2. "Contribution" means any cash, property, services rendered, or promissory note or other binding obligation to contribute cash or property or to perform services, which a partner contributes to a limited partnership in his capacity as a partner.
3. "Event of withdrawal of a general partner" means an event that causes a person to cease to be a general partner as provided in section 29-323.
4. "Foreign limited partnership" means a partnership formed under the laws of any state or other jurisdiction other than this state and having as partners one or more general partners and one or more limited partners.
5. "General partner" means a person who has been admitted to a limited partnership as a general partner in accordance with the partnership agreement and named in the certificate of limited partnership as a general partner.

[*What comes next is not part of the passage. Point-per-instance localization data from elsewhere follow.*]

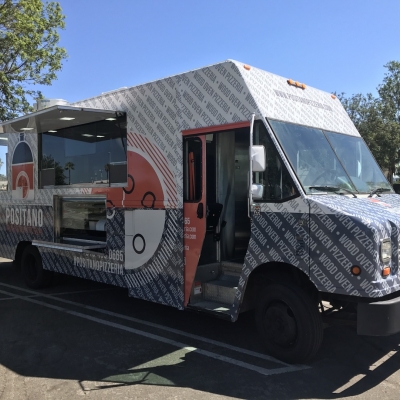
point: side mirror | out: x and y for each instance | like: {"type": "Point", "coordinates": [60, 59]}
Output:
{"type": "Point", "coordinates": [257, 191]}
{"type": "Point", "coordinates": [258, 158]}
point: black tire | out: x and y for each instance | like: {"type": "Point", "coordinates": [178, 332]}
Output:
{"type": "Point", "coordinates": [289, 323]}
{"type": "Point", "coordinates": [34, 275]}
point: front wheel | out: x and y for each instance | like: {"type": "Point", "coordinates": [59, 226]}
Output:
{"type": "Point", "coordinates": [32, 270]}
{"type": "Point", "coordinates": [289, 323]}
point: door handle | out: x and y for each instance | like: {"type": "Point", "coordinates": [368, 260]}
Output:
{"type": "Point", "coordinates": [200, 211]}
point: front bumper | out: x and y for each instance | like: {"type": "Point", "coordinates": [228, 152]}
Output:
{"type": "Point", "coordinates": [381, 318]}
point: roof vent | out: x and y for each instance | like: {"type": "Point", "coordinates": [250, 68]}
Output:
{"type": "Point", "coordinates": [46, 103]}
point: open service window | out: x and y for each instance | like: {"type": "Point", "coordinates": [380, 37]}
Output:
{"type": "Point", "coordinates": [85, 152]}
{"type": "Point", "coordinates": [80, 219]}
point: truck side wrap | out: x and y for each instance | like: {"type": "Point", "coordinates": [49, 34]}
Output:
{"type": "Point", "coordinates": [197, 189]}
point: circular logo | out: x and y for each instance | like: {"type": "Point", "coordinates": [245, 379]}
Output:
{"type": "Point", "coordinates": [138, 243]}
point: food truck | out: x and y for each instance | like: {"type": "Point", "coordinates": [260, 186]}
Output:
{"type": "Point", "coordinates": [223, 189]}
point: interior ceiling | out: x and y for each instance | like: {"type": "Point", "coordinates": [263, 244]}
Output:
{"type": "Point", "coordinates": [49, 119]}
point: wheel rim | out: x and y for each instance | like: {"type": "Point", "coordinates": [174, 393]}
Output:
{"type": "Point", "coordinates": [31, 270]}
{"type": "Point", "coordinates": [280, 324]}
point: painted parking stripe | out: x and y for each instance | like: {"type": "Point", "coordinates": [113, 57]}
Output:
{"type": "Point", "coordinates": [148, 335]}
{"type": "Point", "coordinates": [161, 327]}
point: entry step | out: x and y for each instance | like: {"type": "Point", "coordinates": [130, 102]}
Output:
{"type": "Point", "coordinates": [213, 307]}
{"type": "Point", "coordinates": [222, 290]}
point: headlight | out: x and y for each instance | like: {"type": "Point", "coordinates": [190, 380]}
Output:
{"type": "Point", "coordinates": [386, 250]}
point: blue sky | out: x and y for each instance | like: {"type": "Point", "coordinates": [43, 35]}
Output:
{"type": "Point", "coordinates": [334, 45]}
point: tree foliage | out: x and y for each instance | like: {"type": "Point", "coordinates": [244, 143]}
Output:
{"type": "Point", "coordinates": [29, 54]}
{"type": "Point", "coordinates": [378, 119]}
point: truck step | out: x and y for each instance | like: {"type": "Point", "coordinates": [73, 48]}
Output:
{"type": "Point", "coordinates": [222, 290]}
{"type": "Point", "coordinates": [214, 307]}
{"type": "Point", "coordinates": [231, 268]}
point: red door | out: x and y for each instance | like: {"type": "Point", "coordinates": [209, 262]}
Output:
{"type": "Point", "coordinates": [194, 206]}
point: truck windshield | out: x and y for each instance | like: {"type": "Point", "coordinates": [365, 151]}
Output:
{"type": "Point", "coordinates": [329, 159]}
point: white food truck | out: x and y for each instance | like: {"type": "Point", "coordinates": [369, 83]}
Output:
{"type": "Point", "coordinates": [222, 189]}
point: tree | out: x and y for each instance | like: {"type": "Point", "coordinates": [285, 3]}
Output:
{"type": "Point", "coordinates": [378, 119]}
{"type": "Point", "coordinates": [68, 166]}
{"type": "Point", "coordinates": [29, 54]}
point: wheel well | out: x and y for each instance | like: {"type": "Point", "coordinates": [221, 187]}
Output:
{"type": "Point", "coordinates": [18, 252]}
{"type": "Point", "coordinates": [276, 272]}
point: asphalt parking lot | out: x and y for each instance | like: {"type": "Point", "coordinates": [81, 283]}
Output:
{"type": "Point", "coordinates": [80, 338]}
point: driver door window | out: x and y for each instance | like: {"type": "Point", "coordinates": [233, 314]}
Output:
{"type": "Point", "coordinates": [278, 184]}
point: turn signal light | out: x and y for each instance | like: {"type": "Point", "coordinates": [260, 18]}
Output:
{"type": "Point", "coordinates": [297, 84]}
{"type": "Point", "coordinates": [355, 270]}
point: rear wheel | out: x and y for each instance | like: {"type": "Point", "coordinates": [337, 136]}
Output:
{"type": "Point", "coordinates": [32, 270]}
{"type": "Point", "coordinates": [289, 323]}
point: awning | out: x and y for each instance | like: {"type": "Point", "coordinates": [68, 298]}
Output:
{"type": "Point", "coordinates": [56, 117]}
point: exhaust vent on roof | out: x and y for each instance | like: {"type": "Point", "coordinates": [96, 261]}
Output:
{"type": "Point", "coordinates": [45, 103]}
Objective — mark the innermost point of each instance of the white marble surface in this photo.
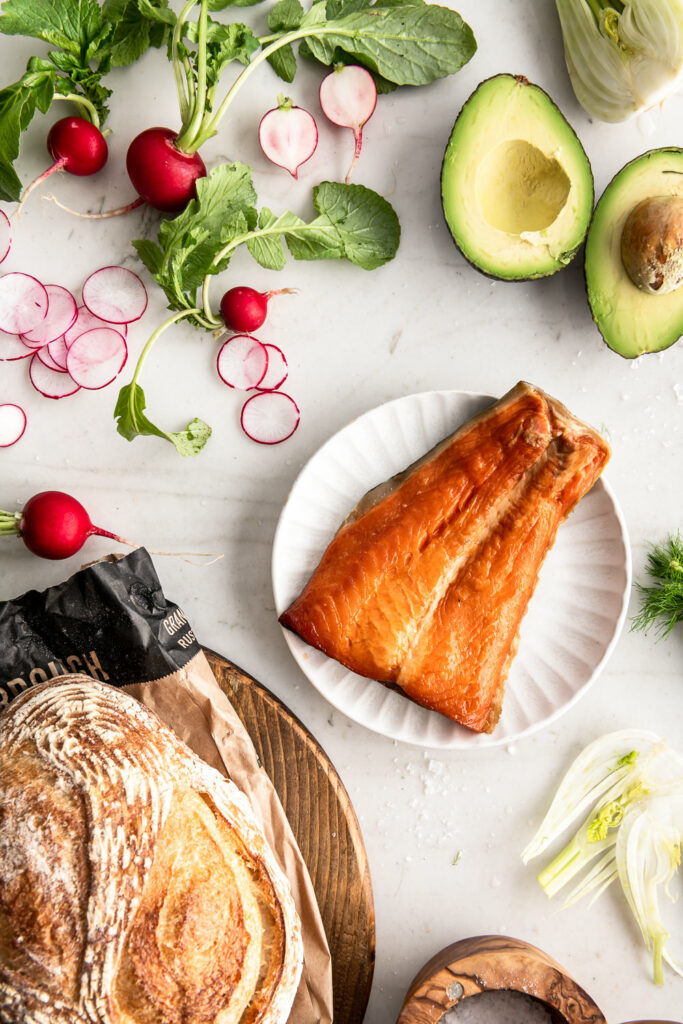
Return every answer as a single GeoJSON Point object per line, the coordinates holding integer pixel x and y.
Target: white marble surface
{"type": "Point", "coordinates": [353, 340]}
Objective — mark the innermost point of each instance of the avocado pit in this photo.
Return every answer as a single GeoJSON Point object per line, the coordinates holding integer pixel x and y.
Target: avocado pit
{"type": "Point", "coordinates": [652, 245]}
{"type": "Point", "coordinates": [519, 188]}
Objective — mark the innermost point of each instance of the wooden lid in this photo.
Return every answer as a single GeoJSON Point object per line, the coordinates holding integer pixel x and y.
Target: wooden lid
{"type": "Point", "coordinates": [493, 963]}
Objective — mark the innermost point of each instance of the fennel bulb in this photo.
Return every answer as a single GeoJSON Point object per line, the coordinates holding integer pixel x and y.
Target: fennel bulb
{"type": "Point", "coordinates": [633, 784]}
{"type": "Point", "coordinates": [623, 57]}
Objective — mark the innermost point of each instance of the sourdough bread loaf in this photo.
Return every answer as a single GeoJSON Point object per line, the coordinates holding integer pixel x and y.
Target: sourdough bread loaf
{"type": "Point", "coordinates": [135, 885]}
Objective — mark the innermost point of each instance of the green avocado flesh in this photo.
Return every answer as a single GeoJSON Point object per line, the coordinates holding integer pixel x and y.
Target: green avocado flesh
{"type": "Point", "coordinates": [516, 185]}
{"type": "Point", "coordinates": [632, 322]}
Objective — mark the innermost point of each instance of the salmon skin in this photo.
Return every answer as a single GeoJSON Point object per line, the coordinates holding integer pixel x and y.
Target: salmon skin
{"type": "Point", "coordinates": [426, 582]}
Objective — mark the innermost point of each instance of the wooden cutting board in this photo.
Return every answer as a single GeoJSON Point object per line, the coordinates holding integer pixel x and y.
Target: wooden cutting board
{"type": "Point", "coordinates": [326, 828]}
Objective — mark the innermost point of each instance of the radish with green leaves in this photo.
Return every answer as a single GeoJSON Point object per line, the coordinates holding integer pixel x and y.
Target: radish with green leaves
{"type": "Point", "coordinates": [244, 309]}
{"type": "Point", "coordinates": [348, 97]}
{"type": "Point", "coordinates": [77, 146]}
{"type": "Point", "coordinates": [288, 135]}
{"type": "Point", "coordinates": [352, 222]}
{"type": "Point", "coordinates": [161, 173]}
{"type": "Point", "coordinates": [85, 39]}
{"type": "Point", "coordinates": [403, 44]}
{"type": "Point", "coordinates": [52, 524]}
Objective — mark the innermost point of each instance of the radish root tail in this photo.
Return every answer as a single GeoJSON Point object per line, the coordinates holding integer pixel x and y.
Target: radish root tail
{"type": "Point", "coordinates": [135, 205]}
{"type": "Point", "coordinates": [357, 135]}
{"type": "Point", "coordinates": [56, 166]}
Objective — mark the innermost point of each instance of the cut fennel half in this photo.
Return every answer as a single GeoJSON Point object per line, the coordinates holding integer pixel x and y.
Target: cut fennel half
{"type": "Point", "coordinates": [633, 784]}
{"type": "Point", "coordinates": [623, 57]}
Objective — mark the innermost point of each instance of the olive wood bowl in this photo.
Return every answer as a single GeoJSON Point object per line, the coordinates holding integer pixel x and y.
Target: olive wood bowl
{"type": "Point", "coordinates": [489, 963]}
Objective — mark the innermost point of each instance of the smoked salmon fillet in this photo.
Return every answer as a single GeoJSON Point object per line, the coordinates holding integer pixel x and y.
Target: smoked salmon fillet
{"type": "Point", "coordinates": [426, 583]}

6. "Limited partner" means a person who has been admitted to a limited partnership as a limited partner in accordance with the partnership agreement.
7. "Limited partnership" and "domestic limited partnership" means a partnership formed by two or more persons under the laws of this state and having one or more general partners and one or more limited partners.
8. "Partner" means a limited or general partner.
9. "Partnership agreement" means any valid agreement, written or oral, of the partners as to the affairs of a limited partnership and the conduct of its business.
10. "Partnership interest" means a partner's share of the profits and losses of a limited partnership and the right to receive distributions of partnership assets.
11. "Person" means a natural person, partnership, domestic or foreign limited partnership, trust, estate, association, corporation or entity.
12. "State" means a state, territory or possession of the United States, the District of Columbia or the Commonwealth of Puerto Rico.